Implications for prevention
This study certainly supports the notion that falls are worthy of a great deal of attention by public health professionals. Even limiting ourselves to falls on the same level, the rate, number, and costs of these injuries are extremely large. The proportion and number of people in the older age groups are projected to grow, exacerbating the strain on resources.35
Our study, and a recent one by Gill et al focusing on injury and non-injury falls,36 suggest that falls among older people are less a matter of environmental hazards than of physical factors, such as bone mass and physical condition. This would argue for fall prevention based on strategies such as osteoporosis prophylaxis, balance training, and other physical conditioning. Therefore, for public health policy, it is prudent to consider Gill and colleagues' recommendation to use sparse fall prevention resources to modify known intrinsic risk factors.36
The distinctive pattern of fall injuries and outcomes for whites requires a closer look at factors affecting this group. White rates are so raised that they become an attractive target for intervention. In our study, whites were only 29% of the population but accounted for over 53% of all same level fall injuries.
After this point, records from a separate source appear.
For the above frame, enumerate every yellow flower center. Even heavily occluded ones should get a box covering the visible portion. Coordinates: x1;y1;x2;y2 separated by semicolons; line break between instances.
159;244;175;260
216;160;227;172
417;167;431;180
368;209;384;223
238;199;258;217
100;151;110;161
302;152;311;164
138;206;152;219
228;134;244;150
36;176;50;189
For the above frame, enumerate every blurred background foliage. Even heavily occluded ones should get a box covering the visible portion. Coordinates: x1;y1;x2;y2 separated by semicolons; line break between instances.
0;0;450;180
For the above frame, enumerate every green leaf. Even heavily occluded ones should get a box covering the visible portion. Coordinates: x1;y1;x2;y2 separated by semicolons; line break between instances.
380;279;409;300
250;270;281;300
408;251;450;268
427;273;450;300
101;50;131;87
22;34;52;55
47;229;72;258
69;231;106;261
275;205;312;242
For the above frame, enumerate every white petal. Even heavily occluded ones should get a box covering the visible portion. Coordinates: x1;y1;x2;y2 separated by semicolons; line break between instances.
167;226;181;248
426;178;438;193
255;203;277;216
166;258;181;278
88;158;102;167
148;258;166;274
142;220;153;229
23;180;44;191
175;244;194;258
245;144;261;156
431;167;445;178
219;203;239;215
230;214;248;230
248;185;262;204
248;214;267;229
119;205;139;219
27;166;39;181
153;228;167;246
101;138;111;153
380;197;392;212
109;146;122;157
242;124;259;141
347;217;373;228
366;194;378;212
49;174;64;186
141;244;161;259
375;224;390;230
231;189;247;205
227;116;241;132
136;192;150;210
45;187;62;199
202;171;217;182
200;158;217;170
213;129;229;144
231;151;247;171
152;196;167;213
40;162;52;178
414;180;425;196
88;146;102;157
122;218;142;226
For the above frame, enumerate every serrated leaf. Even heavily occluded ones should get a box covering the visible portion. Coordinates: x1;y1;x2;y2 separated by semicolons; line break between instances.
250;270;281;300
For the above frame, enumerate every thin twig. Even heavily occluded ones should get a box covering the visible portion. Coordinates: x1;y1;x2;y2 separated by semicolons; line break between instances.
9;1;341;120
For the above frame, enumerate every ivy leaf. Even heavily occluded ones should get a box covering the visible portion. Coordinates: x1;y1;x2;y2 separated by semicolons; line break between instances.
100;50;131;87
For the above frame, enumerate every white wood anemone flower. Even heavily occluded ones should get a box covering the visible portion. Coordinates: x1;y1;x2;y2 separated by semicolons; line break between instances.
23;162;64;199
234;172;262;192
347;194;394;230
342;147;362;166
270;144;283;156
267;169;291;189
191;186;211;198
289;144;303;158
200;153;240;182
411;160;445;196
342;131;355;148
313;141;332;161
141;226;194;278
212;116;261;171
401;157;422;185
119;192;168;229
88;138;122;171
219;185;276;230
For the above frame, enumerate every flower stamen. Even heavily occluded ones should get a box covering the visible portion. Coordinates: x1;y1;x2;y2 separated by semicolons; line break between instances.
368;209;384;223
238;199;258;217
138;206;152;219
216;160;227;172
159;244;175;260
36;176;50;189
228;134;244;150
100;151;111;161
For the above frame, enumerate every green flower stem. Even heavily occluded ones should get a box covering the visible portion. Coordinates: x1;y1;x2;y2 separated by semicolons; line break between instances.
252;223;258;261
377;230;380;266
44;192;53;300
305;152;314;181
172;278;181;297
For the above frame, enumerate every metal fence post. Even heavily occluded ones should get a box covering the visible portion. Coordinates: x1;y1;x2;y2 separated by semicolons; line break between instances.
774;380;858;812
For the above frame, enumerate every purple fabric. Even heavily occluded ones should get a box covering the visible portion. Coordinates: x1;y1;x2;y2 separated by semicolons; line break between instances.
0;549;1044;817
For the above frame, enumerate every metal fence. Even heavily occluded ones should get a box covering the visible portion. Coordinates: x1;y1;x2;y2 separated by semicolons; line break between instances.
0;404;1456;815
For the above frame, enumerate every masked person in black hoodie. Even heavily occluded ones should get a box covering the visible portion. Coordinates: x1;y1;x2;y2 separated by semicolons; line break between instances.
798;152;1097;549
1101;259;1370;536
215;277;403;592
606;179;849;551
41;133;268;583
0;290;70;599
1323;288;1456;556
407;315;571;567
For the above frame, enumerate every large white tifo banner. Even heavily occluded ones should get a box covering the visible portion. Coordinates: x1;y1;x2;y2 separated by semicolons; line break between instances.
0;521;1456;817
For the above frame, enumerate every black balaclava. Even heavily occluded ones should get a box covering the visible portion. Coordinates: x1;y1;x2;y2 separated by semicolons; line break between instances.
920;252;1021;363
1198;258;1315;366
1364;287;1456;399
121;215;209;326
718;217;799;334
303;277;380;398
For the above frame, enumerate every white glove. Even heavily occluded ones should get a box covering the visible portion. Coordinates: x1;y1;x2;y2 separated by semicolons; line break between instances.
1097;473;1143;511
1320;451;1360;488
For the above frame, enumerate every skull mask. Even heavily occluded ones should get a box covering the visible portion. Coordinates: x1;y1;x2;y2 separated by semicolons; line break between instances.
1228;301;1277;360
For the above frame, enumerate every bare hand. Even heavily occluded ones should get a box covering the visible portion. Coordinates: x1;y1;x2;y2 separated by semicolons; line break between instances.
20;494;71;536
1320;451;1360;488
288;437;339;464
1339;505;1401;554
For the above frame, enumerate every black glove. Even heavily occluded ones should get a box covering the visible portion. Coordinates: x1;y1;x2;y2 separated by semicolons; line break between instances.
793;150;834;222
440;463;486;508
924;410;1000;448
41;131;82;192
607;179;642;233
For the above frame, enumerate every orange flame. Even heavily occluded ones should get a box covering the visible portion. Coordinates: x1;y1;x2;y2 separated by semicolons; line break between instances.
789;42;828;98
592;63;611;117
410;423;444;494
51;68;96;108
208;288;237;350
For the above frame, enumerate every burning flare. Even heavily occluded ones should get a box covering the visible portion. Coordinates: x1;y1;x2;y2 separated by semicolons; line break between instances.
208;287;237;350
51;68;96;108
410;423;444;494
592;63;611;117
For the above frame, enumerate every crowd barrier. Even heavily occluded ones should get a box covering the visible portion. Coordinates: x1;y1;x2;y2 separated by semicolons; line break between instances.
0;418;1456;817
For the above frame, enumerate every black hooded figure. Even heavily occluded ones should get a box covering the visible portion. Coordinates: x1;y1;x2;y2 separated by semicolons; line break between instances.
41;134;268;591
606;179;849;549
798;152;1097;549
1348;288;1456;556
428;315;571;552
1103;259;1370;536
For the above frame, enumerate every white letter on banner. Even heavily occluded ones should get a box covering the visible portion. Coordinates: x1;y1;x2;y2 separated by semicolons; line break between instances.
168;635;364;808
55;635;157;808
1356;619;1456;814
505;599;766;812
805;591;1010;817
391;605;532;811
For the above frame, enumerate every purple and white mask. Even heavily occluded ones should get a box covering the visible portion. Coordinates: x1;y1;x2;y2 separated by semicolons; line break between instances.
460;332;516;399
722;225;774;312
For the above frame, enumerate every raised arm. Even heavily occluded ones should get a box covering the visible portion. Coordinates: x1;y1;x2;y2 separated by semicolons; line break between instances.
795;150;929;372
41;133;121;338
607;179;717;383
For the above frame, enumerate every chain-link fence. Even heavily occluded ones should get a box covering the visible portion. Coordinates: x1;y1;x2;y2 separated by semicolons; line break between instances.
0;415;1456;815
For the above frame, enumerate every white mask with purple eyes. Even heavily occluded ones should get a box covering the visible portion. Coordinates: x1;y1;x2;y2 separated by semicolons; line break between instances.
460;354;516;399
Moreover, there is some evidence that prevention strategies may work differently among the race/ethnic groups. For example, research has found race differences in exercise preferences37 and in lactase deficiency and dietary intake of calcium from dairy products.38 There may be other systematic differences between whites and other race/ethnic groups that need greater elucidation.
The California Department of Health Services supported this research.